Panel Paper: States' Decisions to Adopt Unemployment Compensation Provisions of the American Recovery and Reinvestment Act

Saturday, November 8, 2014 : 9:30 AM
Enchantment Ballroom B (Hyatt)

*Names in bold indicate Presenter

Karen Needels, Mathematica Policy Research
The recession that began in late 2007 has posed major challenges for the U.S. labor market, including a high unemployment rate and a steep increase in unemployment durations. The American Recovery and Reinvestment Act (ARRA) of 2009 was part of the federal policy response to the recession and the lingering weak labor market. ARRA included financial inducements to encourage states to adopt several provisions intended to increase the recipiency of unemployment benefits among the unemployed. These inducements included 100 percent federal funding of most of the benefits paid through the Extended Benefits (EB) program and so-called modernization provisions aimed to revise and update states’ unemployment benefit programs. The U.S. Department of Labor offered financial incentives of $7 billion to states to implement the modernization provisions.

Despite the considerable financial incentives offered to states to adopt these provisions, not all of the states adopted them. This study set out to explore the factors states considered when deciding whether to adopt each of the policies. Our goal was to determine which factors were considered most strongly, how the incentives factored into the decision to adopt, and what this might imply for future federal efforts to incentivize states to change their UC systems.
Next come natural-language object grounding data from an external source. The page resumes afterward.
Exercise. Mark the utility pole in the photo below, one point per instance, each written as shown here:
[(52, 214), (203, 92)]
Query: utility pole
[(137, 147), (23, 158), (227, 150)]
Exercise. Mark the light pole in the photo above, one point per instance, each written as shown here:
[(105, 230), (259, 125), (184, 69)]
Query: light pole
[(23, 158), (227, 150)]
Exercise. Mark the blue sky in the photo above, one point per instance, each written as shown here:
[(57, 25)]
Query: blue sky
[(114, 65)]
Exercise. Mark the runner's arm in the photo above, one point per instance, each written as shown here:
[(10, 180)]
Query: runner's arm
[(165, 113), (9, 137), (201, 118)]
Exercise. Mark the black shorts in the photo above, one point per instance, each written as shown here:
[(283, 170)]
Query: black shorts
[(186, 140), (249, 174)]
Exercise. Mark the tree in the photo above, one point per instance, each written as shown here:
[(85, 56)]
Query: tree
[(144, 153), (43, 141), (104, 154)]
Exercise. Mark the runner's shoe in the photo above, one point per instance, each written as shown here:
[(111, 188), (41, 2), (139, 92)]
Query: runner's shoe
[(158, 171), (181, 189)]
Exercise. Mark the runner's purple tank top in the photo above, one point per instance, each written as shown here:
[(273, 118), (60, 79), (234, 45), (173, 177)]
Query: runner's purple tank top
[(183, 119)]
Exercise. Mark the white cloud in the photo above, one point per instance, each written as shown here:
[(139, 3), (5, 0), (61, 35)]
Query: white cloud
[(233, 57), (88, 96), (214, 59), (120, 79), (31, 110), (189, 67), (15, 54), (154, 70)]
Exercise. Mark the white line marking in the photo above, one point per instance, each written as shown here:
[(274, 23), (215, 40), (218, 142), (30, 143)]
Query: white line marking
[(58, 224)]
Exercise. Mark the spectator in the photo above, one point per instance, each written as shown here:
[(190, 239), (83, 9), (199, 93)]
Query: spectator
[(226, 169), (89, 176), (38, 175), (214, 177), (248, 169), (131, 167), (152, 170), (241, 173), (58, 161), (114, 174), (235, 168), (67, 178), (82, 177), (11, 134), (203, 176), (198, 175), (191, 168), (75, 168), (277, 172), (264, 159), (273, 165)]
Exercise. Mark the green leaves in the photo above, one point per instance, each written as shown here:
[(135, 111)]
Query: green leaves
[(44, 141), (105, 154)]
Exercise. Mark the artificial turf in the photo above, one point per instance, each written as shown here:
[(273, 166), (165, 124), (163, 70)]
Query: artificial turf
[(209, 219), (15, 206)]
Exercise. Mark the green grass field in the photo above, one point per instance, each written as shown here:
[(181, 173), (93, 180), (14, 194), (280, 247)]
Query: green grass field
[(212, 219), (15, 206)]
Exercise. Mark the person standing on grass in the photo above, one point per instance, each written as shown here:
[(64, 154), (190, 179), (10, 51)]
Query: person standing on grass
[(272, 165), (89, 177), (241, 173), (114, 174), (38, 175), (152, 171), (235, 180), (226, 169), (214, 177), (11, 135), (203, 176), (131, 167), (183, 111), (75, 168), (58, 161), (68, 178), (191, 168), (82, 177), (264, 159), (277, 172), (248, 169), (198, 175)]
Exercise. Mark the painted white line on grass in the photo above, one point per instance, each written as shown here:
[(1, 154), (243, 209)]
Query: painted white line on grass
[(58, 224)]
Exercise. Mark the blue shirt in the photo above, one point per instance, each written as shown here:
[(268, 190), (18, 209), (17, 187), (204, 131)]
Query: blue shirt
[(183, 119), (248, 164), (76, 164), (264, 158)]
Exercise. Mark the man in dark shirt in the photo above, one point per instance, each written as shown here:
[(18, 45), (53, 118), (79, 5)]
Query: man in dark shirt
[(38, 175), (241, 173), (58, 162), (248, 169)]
To conduct the analysis, we relied primarily on two types of data: (1) responses to a survey we administered to the UI Administrators in 50 states and the District of Columbia and (2) national and state data available from public sources. The study produced two main findings indicating that increased federal financing and the use of incentive funds encouraged the adoption of the UC-related provisions of ARRA. First, the 100 percent federal financing of most EB benefits spurred adoption of the TUR trigger for EB—which is generally considered an “easier” way to trigger onto EB—in almost all of the states that would have qualified for the EB program using this trigger. Only 10 responding states did not adopt or already have in place the TUR trigger, and five of those responded in the survey that they had such low unemployment rates that EB would not have been activated even under a TUR trigger. Among the other five, there were some indications that philosophical objections played a role in the decision not to adopt the trigger.

Second, the federal modernization incentive funds spurred states’ adoption of the modernization provisions. The survey responses, combined with information on the size of each state’s potential incentive payment, indicated that, for the most part, states for whom the incentive payments exceeded the estimated costs of enacting the modernization provisions did adopt the provisions. Survey responses also indicated that philosophical objections were of little importance for adopting and non-adopting states; an in-depth analysis of non-adopters for each of the provisions indicated that anticipated costs were the primary factors against adopting the policies. Supplementary analyses indicated little support for the hypothesis that political considerations factored heavily in the decision to adopt the modernization provisions.